FESTIVAL OF LIGHT

GERMANY

Niedermeiser, Hesse-Kassel

My family hid my Jewish heritage until I was about thirty. True, I never probed my parents as to our relatives. This wasn’t the way I grew up in the Great Depression and Fifties. Google was not available and my interests lied elsewhere. There was school, friends and unfortunately at times my family, friends and even myself made antisemitic commentaries. I often felt closer to my Jewish acquaintants than my other friends; we held common values, especially art, literature, social purpose and politics. My youthful days in Queens, New York, morphed into additional military service, (recalled to active duty) during the Korea War. I was sent to Europe, and then after discharge, I returned to graduate school at NYU. Work experience and lifes affairs set aside any thoughts and mental deliberation on my heritage.

My grandfather, Alexander Frankland Rosenberg; was born (1866) in Pine Bluff, Arkansas, U.S.; his mother Lucy Frankland was born 1843 in New York; her mother was born in England; her father, Jewish, was born in Germany. Solomon Rosenberg, my great grandfather was born 1839 in Niedermeiser, Hesse-Kassel, Germany, and immigrated to America in 1854. (Hesse-Kassel was annexed by the German state Prussia; capital Berlin; the Hessel-Kassel forms the most northern and eastern portions of today’s postwar capital of which is the eastern city of Wiesbaden, Nassau’s former capital. The Rosenberg family trace their ancestry to 1400. Solomon’s childhood home is still in existence in Germany. Alexander’s parents were Jewish. My Grandfather married a Presbyterian, Grandmother insisted that the children be brought up Christian; furthermore she insisted that he change his name to Rose; he never filed legal papers in New York. The 1910 Census showed the family name as Rosenberg, although the children’s birth certificates showed their family name as Rose.  

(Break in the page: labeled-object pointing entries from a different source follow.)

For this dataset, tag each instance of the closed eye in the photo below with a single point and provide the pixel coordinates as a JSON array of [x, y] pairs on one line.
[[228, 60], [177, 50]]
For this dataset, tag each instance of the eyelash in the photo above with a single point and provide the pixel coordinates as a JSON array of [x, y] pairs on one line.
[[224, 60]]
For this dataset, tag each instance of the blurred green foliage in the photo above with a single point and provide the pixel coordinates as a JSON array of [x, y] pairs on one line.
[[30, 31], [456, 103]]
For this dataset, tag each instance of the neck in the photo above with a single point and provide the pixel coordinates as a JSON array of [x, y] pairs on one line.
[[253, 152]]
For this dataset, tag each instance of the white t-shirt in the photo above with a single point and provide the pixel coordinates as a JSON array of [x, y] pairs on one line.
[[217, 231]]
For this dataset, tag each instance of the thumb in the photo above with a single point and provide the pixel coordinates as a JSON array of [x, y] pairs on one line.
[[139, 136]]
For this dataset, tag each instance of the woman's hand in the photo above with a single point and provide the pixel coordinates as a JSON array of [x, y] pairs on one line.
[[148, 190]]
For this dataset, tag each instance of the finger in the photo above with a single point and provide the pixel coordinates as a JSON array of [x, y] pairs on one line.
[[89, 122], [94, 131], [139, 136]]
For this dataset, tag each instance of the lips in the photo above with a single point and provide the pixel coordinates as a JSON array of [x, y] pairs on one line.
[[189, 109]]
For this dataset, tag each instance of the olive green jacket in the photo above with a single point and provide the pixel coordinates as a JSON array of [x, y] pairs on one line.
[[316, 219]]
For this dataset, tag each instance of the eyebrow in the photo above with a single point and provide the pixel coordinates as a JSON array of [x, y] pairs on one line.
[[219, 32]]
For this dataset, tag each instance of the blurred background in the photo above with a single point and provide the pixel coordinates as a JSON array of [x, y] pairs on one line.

During the Civil War Solomon Rosenberg served two years in the Union Army with Company B 23rd Calvary Regiment from New York and was honorably discharged a full sergeant. Solomon and Lucy were married in NYC in 1865, and settled in Pine Bluff, Arkansas.  The Rosenberg’s had a very nice home in Pine Bluff, two live-in servants, as well as least two commercial buildings. (Solomon had one of his building’s constructed to his specifications, and when the building was later demolished, a bottle in the wall was found that had handwritten notes on Solomon’s family history in Germany.) Around 1910 his business interest in Pine Bluff failed, and the entire family moved to NYC. Solomon was 73 and Lucy 65. Lucy died in NY, in 1810 and Solomon in 1922; they are buried in Mount Carmel Cemetery, Queens, New York.